In the event that BCBSTX determines that a proposed service is not a covered service, the physician, professional provider, facility or ancillary provider must inform the member/subscriber in writing in advance. This will allow the physician, professional, facility or ancillary provider to bill the member/subscriber for the non-covered service rendered.

In no event shall a contracted physician, professional provider, facility or ancillary provider collect payment from the subscriber for identified hospital acquired conditions and/or serious reportable events.

Dispensing QVT (Quantity Versus Time) Limits

To help minimize health risks and to improve the quality of pharmaceutical care, dispensing QVT limits have been placed on select prescription medications. The limits are based upon the U.S. Federal Drug Administration and medical guidelines as well as the drug manufacturer’s package insert.

Access the 2015 Standard Drug List Dispensing Limits and 2015 Generics Plus Drug List Dispensing Limits documents online.

Prescription Drug Lists

Throughout the year, the BCBSTX Clinical Pharmacy Department team frequently reviews the prescription drug lists. Tier placement decisions for each drug on the list follow a precise process, with several committees reviewing efficacy, safety and cost of each drug.

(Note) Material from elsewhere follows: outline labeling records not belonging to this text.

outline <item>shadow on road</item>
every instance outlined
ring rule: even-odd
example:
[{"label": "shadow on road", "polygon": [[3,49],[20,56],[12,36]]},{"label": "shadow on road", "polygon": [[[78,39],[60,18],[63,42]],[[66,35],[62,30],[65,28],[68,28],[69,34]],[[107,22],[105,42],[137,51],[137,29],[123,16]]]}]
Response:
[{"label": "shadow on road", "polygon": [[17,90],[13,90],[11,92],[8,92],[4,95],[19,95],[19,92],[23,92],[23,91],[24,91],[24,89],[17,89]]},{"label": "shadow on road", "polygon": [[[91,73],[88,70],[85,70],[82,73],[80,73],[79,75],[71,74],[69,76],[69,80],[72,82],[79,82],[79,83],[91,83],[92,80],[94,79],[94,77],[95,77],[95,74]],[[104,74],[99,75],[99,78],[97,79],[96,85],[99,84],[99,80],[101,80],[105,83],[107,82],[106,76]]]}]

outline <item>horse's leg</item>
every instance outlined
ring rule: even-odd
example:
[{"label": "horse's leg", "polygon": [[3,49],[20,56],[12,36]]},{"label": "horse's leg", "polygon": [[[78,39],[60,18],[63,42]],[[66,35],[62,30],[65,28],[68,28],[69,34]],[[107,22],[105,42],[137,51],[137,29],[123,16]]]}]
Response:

For the 2015 drug updates, visit the BCBSTX provider website under the Pharmacy Program tab, or follow this link: bcbstx.com/provider/pharmacy/index.html and click on the Rx List/Prescribing Guides offering in the left-side navigation list.

Are Utilization Management Decisions Financially Influenced?

BCBSTX is dedicated to serving our customers through the provision of health care coverage and related benefit services. BCBSTX prohibits decisions based on financial incentives – utilization management decisions are based on appropriateness of care and service and existence of coverage.

BCBSTX does not specifically reward practitioners or clinicians for issuing denials of coverage, nor is there compensation based on the number or frequency of telephone calls or other contacts that occur with health care providers, members or subscribers. Financial incentives for utilization management decision makers do not encourage decisions that result in underutilization.